Edit: here overrides uid if root

https://github.com/npm/cli/blob/9f94049f058687b916da726ea625b5fa68d0829d/node_modules/%40npmcli/promise-spawn/lib/index.js#L13

[SmallhillCZ]

Probably the same problem with docker image of 18.2-alpine, npm version 8.9.0.

{
  "name": "test-app",
  "version": "0.0.0",
  "scripts": {
    "test": "npm --version"
  },
  ...
}

The issue here seems npm doesnt want to run as root. Example when container is run as root and when switched to user node using su:

1aae0dcc8624:/workspace/app# whoami
root
1aae0dcc8624:/workspace/app# npm run test

> test-app@0.0.0 test
> npm --version

1aae0dcc8624:/workspace/app# su node
1aae0dcc8624:/workspace/app$ whoami
node
1aae0dcc8624:/workspace/app$ npm run test

> test-app@0.0.0 test
> npm --version

8.9.0
1aae0dcc8624:/workspace/app$

Running the container as node fixes the issue.

[electriquo]

@SmallhillCZ

Running the container as node fixes the issue.

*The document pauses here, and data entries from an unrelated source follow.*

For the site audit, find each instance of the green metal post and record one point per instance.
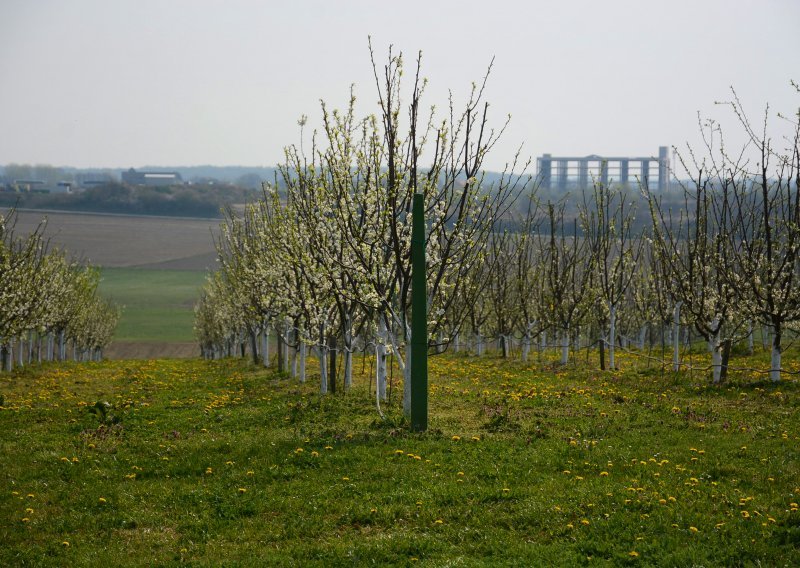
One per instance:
(419, 320)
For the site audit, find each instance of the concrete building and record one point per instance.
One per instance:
(133, 177)
(565, 172)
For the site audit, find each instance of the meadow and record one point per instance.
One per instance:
(157, 304)
(152, 266)
(219, 463)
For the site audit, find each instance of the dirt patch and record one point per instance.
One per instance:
(127, 240)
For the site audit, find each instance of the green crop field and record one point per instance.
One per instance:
(220, 463)
(157, 304)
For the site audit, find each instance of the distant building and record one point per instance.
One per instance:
(93, 179)
(133, 177)
(579, 172)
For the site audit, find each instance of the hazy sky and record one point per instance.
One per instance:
(119, 83)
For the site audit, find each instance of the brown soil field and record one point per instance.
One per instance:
(127, 240)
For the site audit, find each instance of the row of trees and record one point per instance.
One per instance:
(48, 302)
(331, 262)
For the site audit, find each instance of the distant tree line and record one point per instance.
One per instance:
(205, 200)
(49, 305)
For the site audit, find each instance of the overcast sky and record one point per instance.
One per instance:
(102, 83)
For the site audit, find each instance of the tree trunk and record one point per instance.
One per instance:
(295, 352)
(281, 352)
(602, 348)
(715, 347)
(302, 348)
(348, 354)
(265, 346)
(775, 364)
(612, 334)
(526, 343)
(726, 356)
(380, 360)
(676, 338)
(565, 347)
(332, 364)
(254, 347)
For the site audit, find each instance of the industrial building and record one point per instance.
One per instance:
(563, 172)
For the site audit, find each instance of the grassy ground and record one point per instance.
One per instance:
(218, 463)
(158, 304)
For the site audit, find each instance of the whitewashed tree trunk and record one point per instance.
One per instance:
(714, 345)
(565, 347)
(295, 353)
(62, 345)
(526, 342)
(302, 348)
(265, 346)
(10, 355)
(380, 360)
(612, 335)
(285, 345)
(348, 354)
(676, 335)
(775, 366)
(322, 350)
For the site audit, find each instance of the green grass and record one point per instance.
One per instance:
(220, 463)
(157, 304)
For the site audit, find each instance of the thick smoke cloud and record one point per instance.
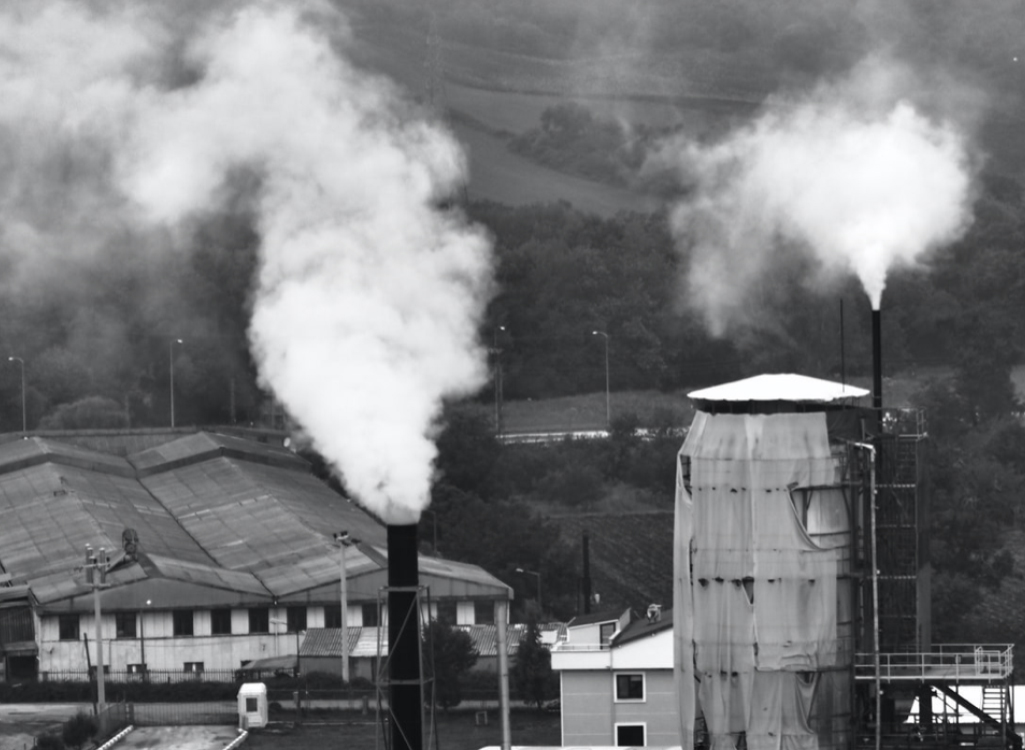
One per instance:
(368, 295)
(852, 177)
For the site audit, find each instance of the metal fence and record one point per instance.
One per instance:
(176, 714)
(151, 675)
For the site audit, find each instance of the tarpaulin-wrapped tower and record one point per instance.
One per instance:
(765, 549)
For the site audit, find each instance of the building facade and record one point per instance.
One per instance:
(616, 680)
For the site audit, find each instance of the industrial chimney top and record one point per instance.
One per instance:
(785, 387)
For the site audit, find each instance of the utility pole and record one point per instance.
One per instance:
(344, 541)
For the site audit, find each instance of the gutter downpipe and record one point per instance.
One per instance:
(875, 597)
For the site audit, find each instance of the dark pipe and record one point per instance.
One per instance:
(405, 689)
(876, 364)
(586, 574)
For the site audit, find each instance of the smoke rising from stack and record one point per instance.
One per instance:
(852, 176)
(368, 296)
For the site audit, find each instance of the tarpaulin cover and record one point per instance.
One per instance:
(755, 596)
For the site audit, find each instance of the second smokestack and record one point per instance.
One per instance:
(405, 684)
(877, 364)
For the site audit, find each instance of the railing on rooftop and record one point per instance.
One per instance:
(946, 662)
(564, 647)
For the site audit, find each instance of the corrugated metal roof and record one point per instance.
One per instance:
(201, 446)
(251, 516)
(786, 387)
(205, 516)
(207, 575)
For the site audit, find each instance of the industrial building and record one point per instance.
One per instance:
(801, 616)
(219, 551)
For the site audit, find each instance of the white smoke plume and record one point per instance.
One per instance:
(858, 179)
(369, 294)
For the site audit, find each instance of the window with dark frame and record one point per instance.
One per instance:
(332, 616)
(124, 624)
(630, 735)
(296, 617)
(369, 616)
(182, 622)
(629, 686)
(259, 620)
(447, 612)
(484, 613)
(68, 626)
(220, 622)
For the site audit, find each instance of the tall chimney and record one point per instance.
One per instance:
(586, 574)
(405, 686)
(877, 364)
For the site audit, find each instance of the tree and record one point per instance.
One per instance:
(452, 656)
(91, 412)
(531, 673)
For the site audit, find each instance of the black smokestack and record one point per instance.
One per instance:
(405, 693)
(877, 364)
(586, 574)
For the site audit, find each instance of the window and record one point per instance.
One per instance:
(370, 616)
(182, 621)
(124, 624)
(296, 617)
(630, 735)
(447, 612)
(68, 625)
(220, 622)
(259, 620)
(484, 613)
(332, 616)
(629, 686)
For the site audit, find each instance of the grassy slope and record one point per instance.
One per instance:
(491, 95)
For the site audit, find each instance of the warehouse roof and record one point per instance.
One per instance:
(212, 512)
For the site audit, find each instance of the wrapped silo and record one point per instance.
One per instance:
(764, 588)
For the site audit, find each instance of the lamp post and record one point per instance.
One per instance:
(170, 359)
(498, 378)
(538, 576)
(25, 419)
(344, 541)
(608, 403)
(95, 576)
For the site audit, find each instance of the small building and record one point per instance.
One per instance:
(616, 679)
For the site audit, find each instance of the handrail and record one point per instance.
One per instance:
(969, 662)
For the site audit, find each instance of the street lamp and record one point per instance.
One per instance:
(343, 541)
(25, 420)
(170, 359)
(608, 403)
(498, 378)
(538, 576)
(95, 575)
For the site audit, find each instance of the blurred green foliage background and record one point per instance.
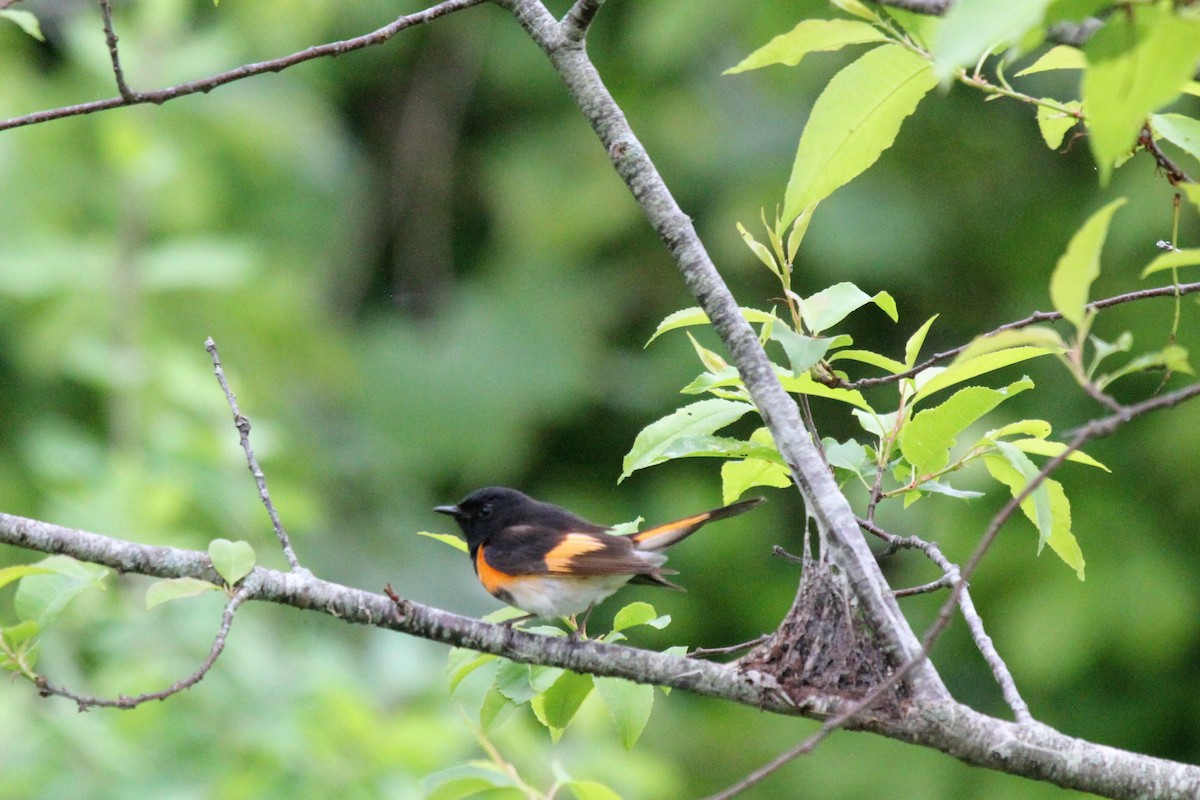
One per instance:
(424, 277)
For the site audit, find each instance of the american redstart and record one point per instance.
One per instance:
(550, 563)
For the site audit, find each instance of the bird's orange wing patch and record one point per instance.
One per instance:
(558, 559)
(492, 578)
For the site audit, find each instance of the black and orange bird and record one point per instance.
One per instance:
(550, 563)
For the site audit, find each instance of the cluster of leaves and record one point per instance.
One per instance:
(555, 696)
(46, 588)
(1143, 58)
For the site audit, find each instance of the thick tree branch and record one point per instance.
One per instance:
(825, 501)
(1032, 750)
(160, 96)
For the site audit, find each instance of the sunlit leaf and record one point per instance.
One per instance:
(630, 705)
(1138, 62)
(853, 121)
(167, 589)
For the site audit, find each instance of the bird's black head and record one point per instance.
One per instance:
(485, 511)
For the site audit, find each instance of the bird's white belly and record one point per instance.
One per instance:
(563, 596)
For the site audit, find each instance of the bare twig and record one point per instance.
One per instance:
(84, 702)
(106, 13)
(579, 18)
(243, 423)
(330, 49)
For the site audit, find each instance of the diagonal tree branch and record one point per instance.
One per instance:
(160, 96)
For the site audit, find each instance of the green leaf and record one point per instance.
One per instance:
(829, 306)
(973, 28)
(807, 385)
(867, 356)
(803, 352)
(928, 438)
(1057, 58)
(853, 121)
(11, 573)
(25, 20)
(462, 662)
(232, 560)
(1080, 265)
(1054, 124)
(912, 347)
(591, 791)
(447, 539)
(168, 589)
(557, 705)
(465, 781)
(1042, 447)
(1137, 64)
(629, 704)
(687, 317)
(1173, 260)
(1181, 131)
(697, 419)
(963, 371)
(760, 250)
(41, 597)
(1047, 507)
(810, 36)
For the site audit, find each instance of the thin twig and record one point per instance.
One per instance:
(330, 49)
(106, 13)
(579, 18)
(1032, 319)
(243, 423)
(84, 702)
(727, 649)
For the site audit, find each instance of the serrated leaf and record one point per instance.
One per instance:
(447, 539)
(761, 251)
(1057, 58)
(1054, 124)
(853, 121)
(739, 476)
(630, 705)
(832, 305)
(810, 36)
(232, 560)
(928, 438)
(803, 352)
(25, 20)
(1042, 447)
(1173, 260)
(557, 705)
(695, 316)
(912, 347)
(963, 371)
(1137, 64)
(807, 385)
(973, 28)
(867, 356)
(462, 662)
(1181, 131)
(167, 589)
(1051, 504)
(1080, 265)
(697, 419)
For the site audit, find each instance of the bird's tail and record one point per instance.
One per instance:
(664, 536)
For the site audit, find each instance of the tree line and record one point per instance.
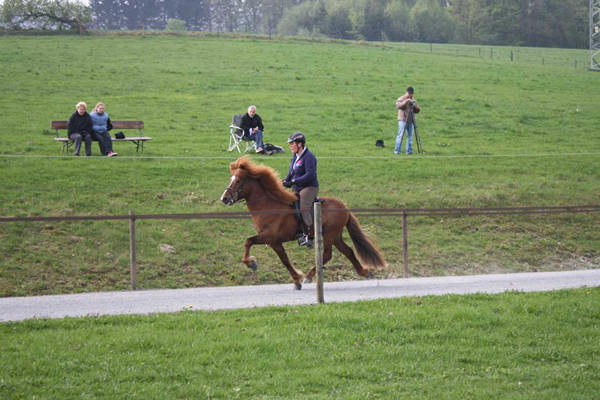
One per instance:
(543, 23)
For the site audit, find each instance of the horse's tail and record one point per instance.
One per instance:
(366, 250)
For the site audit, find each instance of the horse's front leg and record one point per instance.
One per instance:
(247, 259)
(296, 275)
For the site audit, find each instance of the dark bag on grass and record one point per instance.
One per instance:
(268, 147)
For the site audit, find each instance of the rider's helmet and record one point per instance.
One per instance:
(297, 137)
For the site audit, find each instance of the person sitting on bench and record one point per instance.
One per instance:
(101, 125)
(80, 128)
(253, 127)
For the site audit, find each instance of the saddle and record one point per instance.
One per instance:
(298, 214)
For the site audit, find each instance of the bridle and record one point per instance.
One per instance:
(235, 195)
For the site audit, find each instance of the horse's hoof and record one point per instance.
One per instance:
(253, 266)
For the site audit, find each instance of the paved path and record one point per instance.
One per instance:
(172, 300)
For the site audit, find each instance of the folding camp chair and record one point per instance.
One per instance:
(237, 136)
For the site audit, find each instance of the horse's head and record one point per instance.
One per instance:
(235, 190)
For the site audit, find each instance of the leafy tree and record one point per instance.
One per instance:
(46, 14)
(175, 25)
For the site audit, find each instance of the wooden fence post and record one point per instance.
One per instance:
(132, 262)
(405, 243)
(319, 251)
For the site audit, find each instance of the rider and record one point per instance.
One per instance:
(302, 176)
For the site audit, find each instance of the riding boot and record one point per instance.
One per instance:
(304, 238)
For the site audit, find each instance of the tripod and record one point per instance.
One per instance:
(410, 113)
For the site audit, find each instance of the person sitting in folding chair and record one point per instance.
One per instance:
(253, 127)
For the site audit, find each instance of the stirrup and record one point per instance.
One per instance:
(304, 240)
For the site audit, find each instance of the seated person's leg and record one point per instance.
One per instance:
(88, 144)
(99, 136)
(76, 138)
(258, 139)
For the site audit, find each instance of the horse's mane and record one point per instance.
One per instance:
(266, 176)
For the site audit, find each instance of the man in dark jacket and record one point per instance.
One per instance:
(302, 175)
(80, 128)
(253, 127)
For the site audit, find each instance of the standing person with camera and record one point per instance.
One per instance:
(407, 108)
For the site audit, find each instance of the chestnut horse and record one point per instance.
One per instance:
(271, 208)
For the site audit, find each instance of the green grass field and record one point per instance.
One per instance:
(496, 134)
(507, 346)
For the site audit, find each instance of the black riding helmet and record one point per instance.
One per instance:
(297, 137)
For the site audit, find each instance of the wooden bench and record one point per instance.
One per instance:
(138, 141)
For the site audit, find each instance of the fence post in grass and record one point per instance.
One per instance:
(405, 243)
(319, 251)
(132, 263)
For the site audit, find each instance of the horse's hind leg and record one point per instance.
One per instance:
(349, 253)
(296, 275)
(326, 257)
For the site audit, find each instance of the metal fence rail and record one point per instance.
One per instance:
(403, 213)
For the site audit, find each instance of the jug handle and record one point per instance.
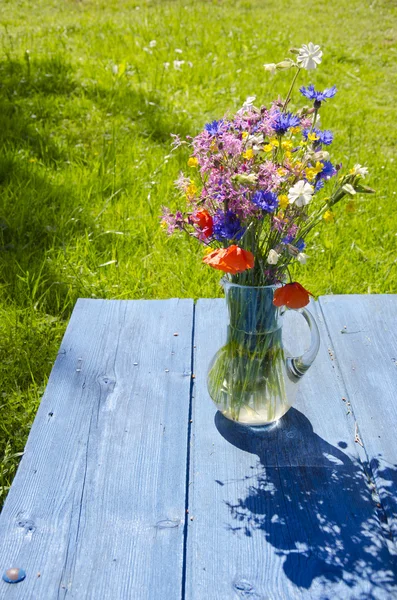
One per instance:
(298, 366)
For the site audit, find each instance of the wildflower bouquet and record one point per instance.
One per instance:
(260, 181)
(256, 189)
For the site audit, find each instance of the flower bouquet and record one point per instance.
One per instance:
(259, 182)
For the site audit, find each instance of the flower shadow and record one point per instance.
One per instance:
(316, 507)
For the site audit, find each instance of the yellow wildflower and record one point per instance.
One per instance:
(312, 137)
(191, 189)
(192, 162)
(310, 174)
(287, 145)
(248, 154)
(283, 201)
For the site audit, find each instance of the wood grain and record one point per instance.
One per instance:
(287, 512)
(363, 332)
(97, 508)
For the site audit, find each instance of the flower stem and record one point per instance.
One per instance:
(290, 90)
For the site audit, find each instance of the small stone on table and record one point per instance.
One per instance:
(14, 575)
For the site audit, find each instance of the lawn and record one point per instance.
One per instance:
(90, 92)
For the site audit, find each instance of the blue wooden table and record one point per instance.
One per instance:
(132, 486)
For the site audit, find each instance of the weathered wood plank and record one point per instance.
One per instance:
(97, 508)
(286, 513)
(363, 332)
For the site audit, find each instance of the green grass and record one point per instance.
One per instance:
(85, 159)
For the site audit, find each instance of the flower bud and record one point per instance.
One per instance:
(285, 64)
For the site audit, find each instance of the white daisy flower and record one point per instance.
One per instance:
(359, 170)
(301, 193)
(349, 189)
(178, 64)
(271, 67)
(309, 56)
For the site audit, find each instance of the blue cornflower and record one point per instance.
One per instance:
(328, 170)
(227, 226)
(324, 137)
(319, 185)
(318, 97)
(214, 128)
(267, 201)
(284, 121)
(287, 239)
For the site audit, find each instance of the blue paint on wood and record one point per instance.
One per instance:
(14, 575)
(287, 512)
(98, 503)
(302, 509)
(363, 332)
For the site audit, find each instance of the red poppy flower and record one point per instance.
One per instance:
(230, 260)
(205, 222)
(293, 295)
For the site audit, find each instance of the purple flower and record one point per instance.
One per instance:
(284, 121)
(227, 226)
(214, 128)
(267, 201)
(324, 137)
(318, 97)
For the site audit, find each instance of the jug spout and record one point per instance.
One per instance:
(298, 365)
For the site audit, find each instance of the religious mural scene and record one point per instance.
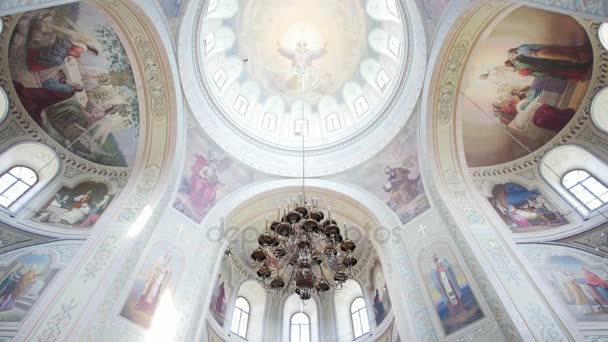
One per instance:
(582, 285)
(72, 75)
(221, 293)
(22, 283)
(159, 274)
(78, 207)
(450, 291)
(208, 176)
(523, 83)
(393, 175)
(379, 294)
(524, 210)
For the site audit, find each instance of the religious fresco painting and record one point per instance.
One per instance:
(393, 175)
(159, 275)
(221, 293)
(581, 285)
(524, 210)
(522, 85)
(79, 207)
(379, 294)
(209, 174)
(450, 291)
(22, 283)
(74, 78)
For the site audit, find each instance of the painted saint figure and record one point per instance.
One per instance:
(378, 308)
(203, 184)
(538, 67)
(446, 283)
(155, 285)
(16, 284)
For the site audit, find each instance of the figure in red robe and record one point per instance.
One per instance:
(546, 116)
(35, 100)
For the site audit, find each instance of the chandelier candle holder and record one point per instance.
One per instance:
(303, 251)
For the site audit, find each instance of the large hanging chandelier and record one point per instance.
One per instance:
(303, 251)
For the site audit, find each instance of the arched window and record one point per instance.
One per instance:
(586, 188)
(299, 328)
(240, 317)
(14, 183)
(359, 317)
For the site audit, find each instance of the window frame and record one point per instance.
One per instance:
(291, 324)
(30, 187)
(358, 312)
(241, 312)
(568, 189)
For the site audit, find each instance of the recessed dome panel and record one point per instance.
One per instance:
(322, 69)
(266, 78)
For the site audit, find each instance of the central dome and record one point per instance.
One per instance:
(284, 71)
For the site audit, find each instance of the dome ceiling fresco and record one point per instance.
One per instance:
(525, 80)
(322, 69)
(73, 77)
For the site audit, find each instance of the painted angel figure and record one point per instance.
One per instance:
(204, 181)
(303, 77)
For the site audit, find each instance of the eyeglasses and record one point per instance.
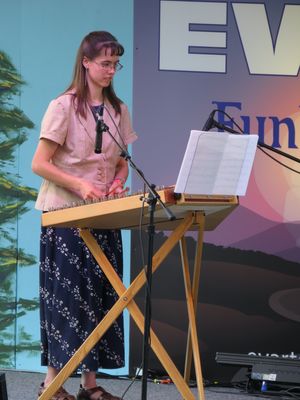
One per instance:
(108, 65)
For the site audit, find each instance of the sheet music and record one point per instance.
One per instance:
(216, 163)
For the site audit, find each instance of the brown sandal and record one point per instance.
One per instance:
(85, 394)
(61, 394)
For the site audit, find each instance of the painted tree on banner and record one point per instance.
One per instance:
(13, 199)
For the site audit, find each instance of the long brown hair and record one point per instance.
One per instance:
(90, 47)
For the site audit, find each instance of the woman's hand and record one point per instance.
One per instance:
(88, 191)
(117, 187)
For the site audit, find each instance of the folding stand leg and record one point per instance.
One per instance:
(192, 319)
(195, 287)
(125, 300)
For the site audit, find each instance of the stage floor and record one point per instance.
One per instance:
(24, 386)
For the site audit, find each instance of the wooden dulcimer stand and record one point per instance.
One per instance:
(192, 213)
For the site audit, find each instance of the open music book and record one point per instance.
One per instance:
(216, 163)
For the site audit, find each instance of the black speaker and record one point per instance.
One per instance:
(3, 391)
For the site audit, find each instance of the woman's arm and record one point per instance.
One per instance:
(42, 166)
(120, 177)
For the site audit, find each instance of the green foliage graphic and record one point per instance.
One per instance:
(14, 196)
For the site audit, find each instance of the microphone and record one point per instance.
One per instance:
(99, 131)
(210, 121)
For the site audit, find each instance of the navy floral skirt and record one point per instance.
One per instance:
(74, 297)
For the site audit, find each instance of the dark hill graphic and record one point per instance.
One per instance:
(246, 230)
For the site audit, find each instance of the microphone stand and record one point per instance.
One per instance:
(152, 200)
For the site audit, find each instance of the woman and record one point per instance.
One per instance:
(74, 294)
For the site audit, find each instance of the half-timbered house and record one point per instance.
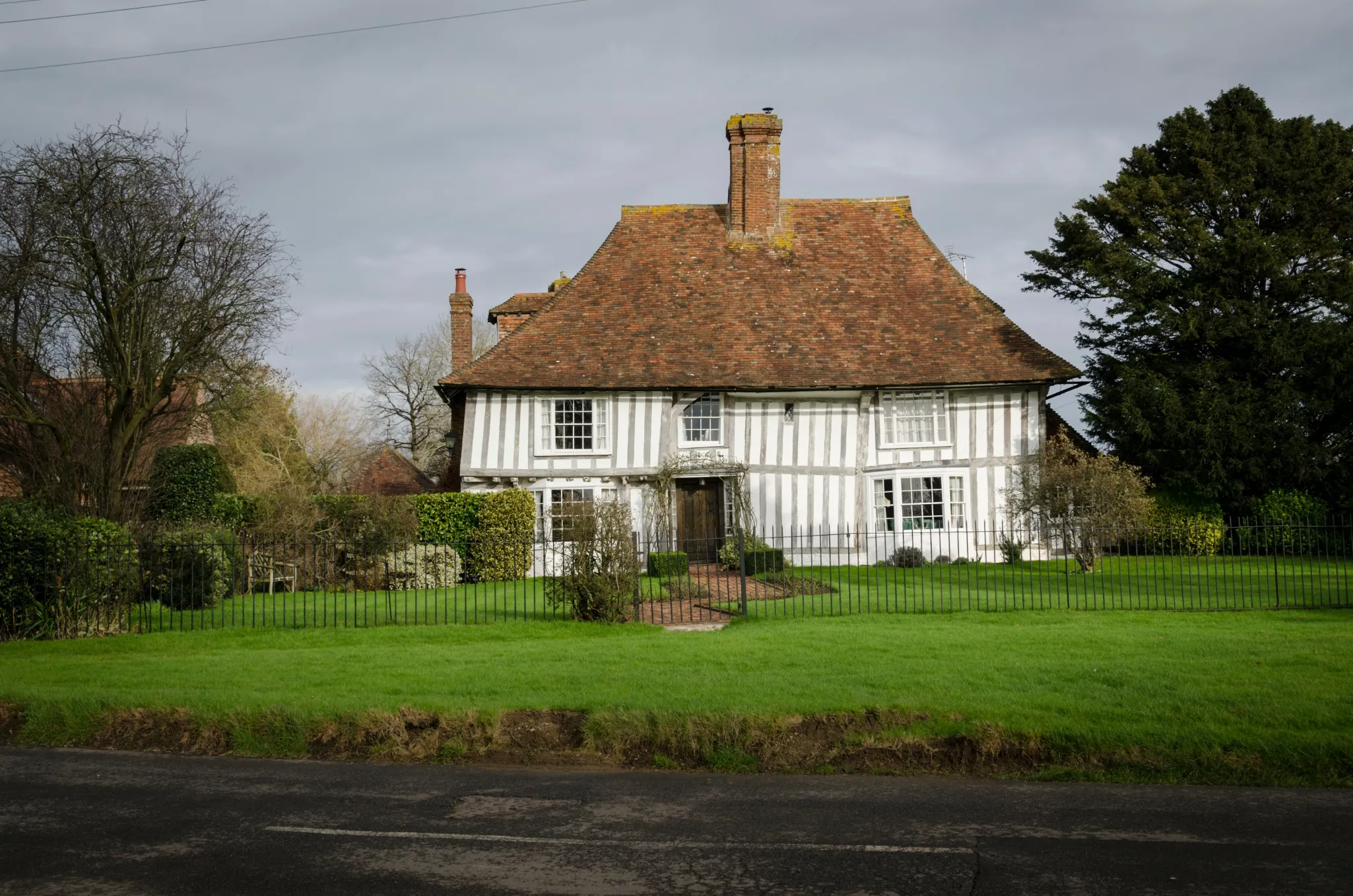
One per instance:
(824, 351)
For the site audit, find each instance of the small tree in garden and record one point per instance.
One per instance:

Not fully correct. It depends whether you are using the container in conjunction with mount/data volumes as node_modules directory. When it is used, the user must be root in most cases (depends on the inner implementation of how mount volumes work across different operating systems)

[electriquo]

The issue exists in other images too and seems like the maintainers/contributors are not a part of the thread discussion.

Do we know what is the cause for the issue? Is anyone working on a fix?

[yuki-js]

@foolioo NPM overrides uid if current user is root in the following line.

https://github.com/npm/cli/blob/9f94049f058687b916da726ea625b5fa68d0829d/node_modules/%40npmcli/promise-spawn/lib/index.js#L13

This was removed before, but reintroduced now.

npm/promise-spawn#6

[electriquo]

@yuki-js Thanks. Do you have any suggestion how to resolve the issue?

[yuki-js]

@foolioo There seems no fundamental solution for now. Adjust uid of all files, or use yarn instead.

[jagu-sayan]

For me, problems disappear when I add USER node command before invoking my npm run ... command inside my Dockerfile.

Example:

# Multi-stage dockerfile:
# https://docs.docker.com/develop/develop-images/multistage-build/

# Base stage
FROM node:16.15.1-slim AS base
EXPOSE 8080
RUN mkdir -p /app && chown -R node:node /app
WORKDIR /app
USER node

# Builder stage
FROM base AS builder
COPY --chown=node:node . .
RUN npm ci
RUN npm run build

# Prod stage
FROM base AS prod
COPY --from=builder --chown=node:node /app/dist ./dist
CMD ["node", "dist"]

[scooper91]

@yuki-js Have you tried adding a user to match the mounted file permissions, and using that to use npm? Obviously it isn't ideal, but it worked for our use case. (See my comment above). Can see how it works with our setup here: https://github.com/7digital/mysql2-timeout/blob/dbc820bcdd7a638e1f02bf983beb6bb52059d07f/docker-compose.yml#L12

[yuki-js]

@scooper91 I know, but unfortunately it doesn't fit my use case.

[HaziFlorinMarian]

The issue still persists with Ubuntu:20.04 image and Node 16.x LTS installed.

[khalyomede]

In my case, I use a docker-compose.yml as is:

version: "3"
services:
  npm:
    build: ./docker/node/16
    entrypoint: npm
    user: node
    volumes:
      - .:/home/node
    working_dir: /home/node

And I had this "243" error (which a few months ago with the exact same docker-compose setup I hadn't).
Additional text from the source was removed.